Cole has been so good, for so long, it’s hard to remember what we did for a left-back before him. Sure, there was Wayne Bridge, with his right foot that was really only good for balancing on and his worrying penchant for clearances which went straight to the opposition. But he seems like ancient history.

Cole spent longer at Chelsea than he did as a first-teamer at Arsenal, his first love. He made 338 appearances in all competitions for the Blues, more than all but 21 players in the club’s history. Until this last season, there was no question of anyone but him playing left-back as long as he was fit. The only season he played fewer than 40 games was the Double year, when he broke his ankle and was out for three months.

It’s a matter of plain fact to say that he was the club’s greatest left-back. He may well have been England’s greatest left-back too. At times, he had a fair claim to be called the greatest left-back in the world, without very much exaggeration. Anyone who has seen him put the best players – players like Cristiano Ronaldo and Lionel Messi – in his pocket and keeps them quiet, knows just how awesome a defender he is.

What made him so good? His vision, his pace, his tackling, his covering, his link-up play with his centre-backs, his ability to forage forward almost at will while being able to track back at speed and prevent any attacker getting behind him – it’s hard to say what his most admirable characteristic was. But you always felt sure that, whatever the danger was, Ash had it covered.

He obviously had his faults. He was poor with the media, disliking doing anything for the press as he believed they had it in for him. Like many players, he had an eye for the ladies which caused disastrous ructions in his private life. He could be careless and stupid off the pitch, but more often he was shy, withdrawn and uneasy with attempts to try and repair his public image.

He never really recovered in many people’s eyes from the unfortunate phrase in his autobiography about how he “nearly swerved off the road” after learning about a contract offer from Arsenal that he regarded as unacceptable.

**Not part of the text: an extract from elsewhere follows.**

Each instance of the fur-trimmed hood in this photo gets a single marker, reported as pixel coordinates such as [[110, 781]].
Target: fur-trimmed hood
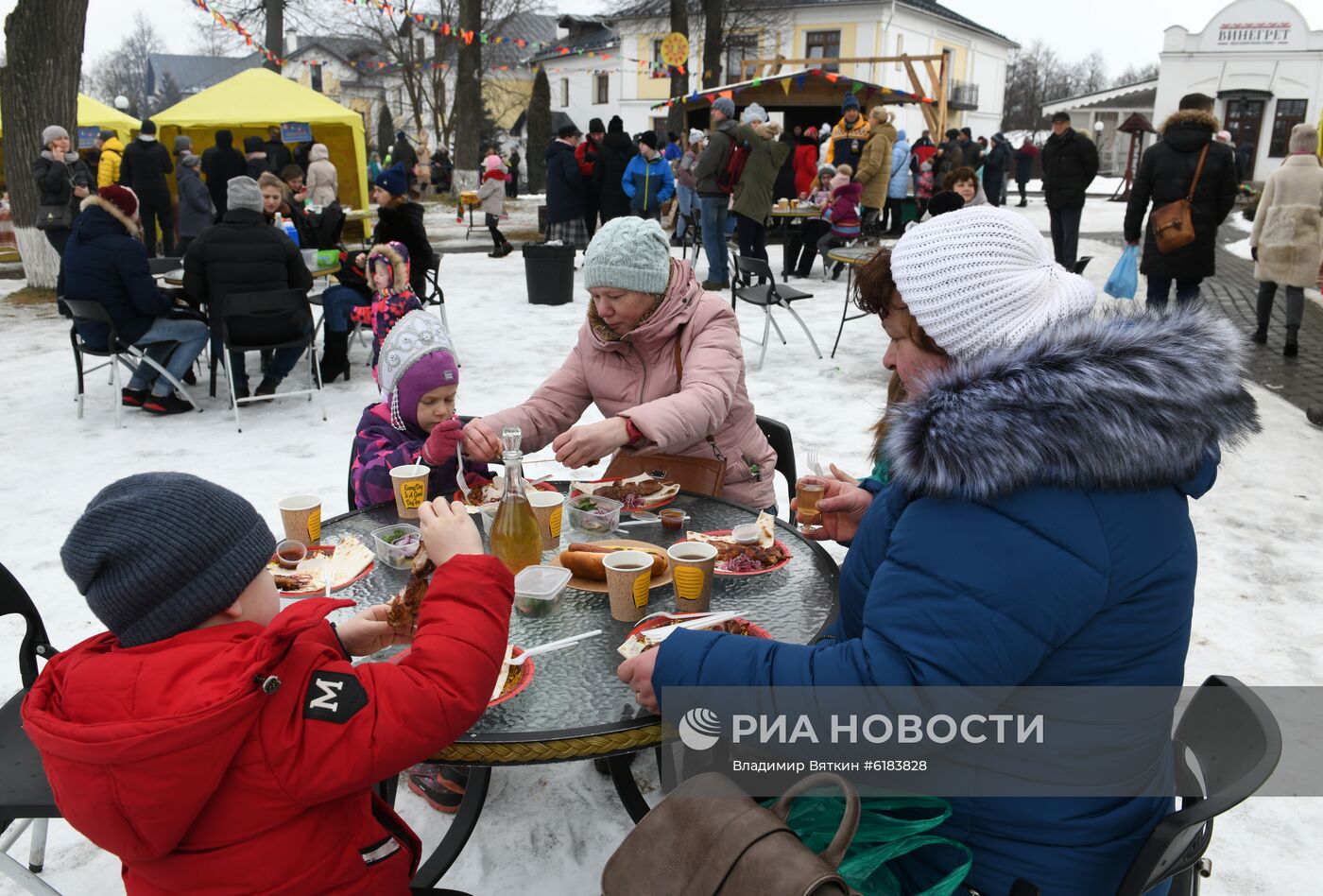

It was taken as a sign of his greed, a symbol of all that was wrong about modern footballers. Yet the back-story – that Arsenal’s chief executive David Dein had reneged on a promise of a much better deal and that it was the lack of faith that had upset Cole – was conveniently forgotten by the media and opposition fans alike. Thus was the “Cashley” myth born? In truth, Cole was not particularly motivated by money – never seeking a lucrative move to Real Madrid, or latterly to Manchester City or PSG, that would have been his for the asking. Instead, Cole has played his entire career for just two clubs and been involved in just one (admittedly controversial) transfer.

In his last season or two at Chelsea, there were signs that his pace and reliability were not all they once were, though his assured performances when called upon in the Champions League semi-final  seemed to belie any idea that his talent had in any way diminished. He could probably have gone on for another couple of years at the top level, perhaps not playing as much, but still as reassuring a sight on the left of the back four as ever.

But it’s probably for the best that Blues fans don’t have to watch his inevitable slow decline from the peak of his abilities. Instead we can remember him in his prime. I’ll never forget the sight of him holding the European Cup on that night in Munich in 2012. I don’t think I’ve ever seen a footballer look happier. Thanks Ash – good luck wherever you go.